I only knew three of the guys [from the minor leagues] so when the season got shut down, I was like, “Crap! How do I play catch up and learn about the team when the whole team has just been sent home?” So we launched a digital show for Orioles Instagram called “The Grind” where I would sit down and just have coffee virtually with a player once a week. They’ve all been really kind and gracious about doing that.
We see a fair number of female reporters on the sidelines, but so few in the broadcast booth. Why do you think that is?
I just think it’s one of those things where, for so long, and not through anyone’s fault, it was normalized. Where women kind of congregated toward the sideline role. There was a feeling of, it’s always been that way so that’s the way it always will be. I still remember when I was brought into the booth in 2014. It’s not that I was opposed to it or thought negatively of it, or told that I couldn’t do it—it just never entered my head space that that was a place that I could be in. People often say to me, “How does it feel to be a female [broadcaster]?” Well, I’ve been a female my whole life so I haven’t walked around thinking, “Oh, I’m a female doing these things!” I exist as I am—my family’s always been supportive of it. I never felt weird or out of place.
But there must also be a feeling of pride?
When you step away and you do look at the big picture, and you see messages from parents of young girls who are getting that exposure at an early age, that knowledge that they can do whatever they feel like doing—that’s huge. And I really think it’s not just for women but for little boys, too. I think we inadvertently create gender roles for interests and activities and we have to start taking that away.

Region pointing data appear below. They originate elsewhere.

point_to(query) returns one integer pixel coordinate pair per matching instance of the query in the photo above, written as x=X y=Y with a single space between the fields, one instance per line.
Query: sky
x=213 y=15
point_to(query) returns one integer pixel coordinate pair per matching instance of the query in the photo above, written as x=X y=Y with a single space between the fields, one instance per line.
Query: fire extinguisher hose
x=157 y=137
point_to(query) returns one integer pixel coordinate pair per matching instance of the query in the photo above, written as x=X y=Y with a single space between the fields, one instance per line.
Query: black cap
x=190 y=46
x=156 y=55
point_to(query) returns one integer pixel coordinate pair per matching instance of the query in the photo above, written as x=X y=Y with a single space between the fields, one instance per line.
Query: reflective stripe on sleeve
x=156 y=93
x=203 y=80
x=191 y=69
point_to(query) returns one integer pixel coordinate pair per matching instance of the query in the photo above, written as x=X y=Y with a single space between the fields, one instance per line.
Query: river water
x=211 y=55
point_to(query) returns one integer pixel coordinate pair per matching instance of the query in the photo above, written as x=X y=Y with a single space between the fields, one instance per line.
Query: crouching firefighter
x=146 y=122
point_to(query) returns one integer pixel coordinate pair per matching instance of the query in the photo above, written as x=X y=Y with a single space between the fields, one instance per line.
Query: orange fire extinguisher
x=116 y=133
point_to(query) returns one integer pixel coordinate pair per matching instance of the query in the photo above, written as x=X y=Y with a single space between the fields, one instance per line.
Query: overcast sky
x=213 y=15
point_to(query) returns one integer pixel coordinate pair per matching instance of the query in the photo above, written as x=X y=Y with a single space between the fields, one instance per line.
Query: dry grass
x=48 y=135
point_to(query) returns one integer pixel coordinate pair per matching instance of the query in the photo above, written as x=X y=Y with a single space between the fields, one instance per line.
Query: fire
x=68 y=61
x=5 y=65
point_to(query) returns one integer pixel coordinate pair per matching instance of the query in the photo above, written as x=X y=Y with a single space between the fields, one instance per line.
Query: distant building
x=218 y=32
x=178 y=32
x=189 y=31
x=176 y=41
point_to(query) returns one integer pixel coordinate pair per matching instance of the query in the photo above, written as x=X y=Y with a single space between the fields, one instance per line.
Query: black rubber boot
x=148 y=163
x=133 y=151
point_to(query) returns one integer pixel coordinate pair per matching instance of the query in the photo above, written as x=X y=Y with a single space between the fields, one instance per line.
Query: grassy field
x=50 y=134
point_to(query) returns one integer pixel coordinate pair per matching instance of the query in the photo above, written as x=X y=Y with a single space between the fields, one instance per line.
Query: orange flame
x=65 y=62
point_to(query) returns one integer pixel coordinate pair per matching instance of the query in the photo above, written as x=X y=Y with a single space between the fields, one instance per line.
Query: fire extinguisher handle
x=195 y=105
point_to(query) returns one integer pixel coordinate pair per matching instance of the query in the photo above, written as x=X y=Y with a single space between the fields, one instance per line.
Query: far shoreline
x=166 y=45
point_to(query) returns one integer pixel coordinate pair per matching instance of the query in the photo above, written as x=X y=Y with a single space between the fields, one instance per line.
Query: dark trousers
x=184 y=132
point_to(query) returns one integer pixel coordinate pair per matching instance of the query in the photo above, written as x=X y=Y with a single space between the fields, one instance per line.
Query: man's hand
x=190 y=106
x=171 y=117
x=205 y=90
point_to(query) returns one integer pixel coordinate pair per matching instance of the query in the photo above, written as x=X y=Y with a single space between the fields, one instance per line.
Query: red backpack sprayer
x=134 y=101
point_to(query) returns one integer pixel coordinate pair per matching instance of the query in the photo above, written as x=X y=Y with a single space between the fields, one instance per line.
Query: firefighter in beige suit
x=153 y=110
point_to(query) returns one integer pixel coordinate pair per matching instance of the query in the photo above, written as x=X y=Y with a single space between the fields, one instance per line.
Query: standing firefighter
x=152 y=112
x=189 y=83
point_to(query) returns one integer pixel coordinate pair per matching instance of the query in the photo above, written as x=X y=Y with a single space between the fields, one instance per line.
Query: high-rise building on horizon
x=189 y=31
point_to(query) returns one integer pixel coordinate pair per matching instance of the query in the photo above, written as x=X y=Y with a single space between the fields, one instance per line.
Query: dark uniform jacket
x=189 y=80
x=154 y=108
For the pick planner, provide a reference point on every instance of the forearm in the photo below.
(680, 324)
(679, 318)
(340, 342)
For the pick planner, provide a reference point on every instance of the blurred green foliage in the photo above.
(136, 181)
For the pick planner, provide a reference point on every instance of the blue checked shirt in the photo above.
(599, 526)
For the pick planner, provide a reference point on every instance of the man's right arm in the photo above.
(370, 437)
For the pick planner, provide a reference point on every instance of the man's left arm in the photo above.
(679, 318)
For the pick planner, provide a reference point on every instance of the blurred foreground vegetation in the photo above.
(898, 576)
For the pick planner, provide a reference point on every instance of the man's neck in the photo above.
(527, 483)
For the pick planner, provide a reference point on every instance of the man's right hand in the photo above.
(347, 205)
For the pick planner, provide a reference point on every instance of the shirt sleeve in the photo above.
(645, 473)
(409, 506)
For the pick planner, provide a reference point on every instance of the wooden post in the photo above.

Have you met any resistance?
Honestly, if there has been any, I haven’t seen much of it and that’s mostly credit to the fact that social media now lets you filter out certain words. I’m sure people have said things I just don’t see it.
Ha! What words have you filtered?
It’s a book! There are words that shouldn’t be said to humans ever. The truth is, I’ve developed a thicker skin over the years. Things that people used to say would just derail me entirely and what I’ve learned now is that if there are hateful comments they are usually based from a place of ignorance.Honestly, most of what I’ve seen has been, “You know, I wasn’t really sure when they announced a female how I really felt, but I’ve come around to it.” They admit they did have a pre-judgement solely based on my gender, but I’ve taken that as an opportunity to change their mind and hopefully give them a more open mind.
How do you like working for the Orioles so far?
Everybody I’ve gotten to be around has been so wonderful. The fact that I’m the only female on a 19-person broadcast staff, they’ve all been absolutely amazing. It feels like a giant family.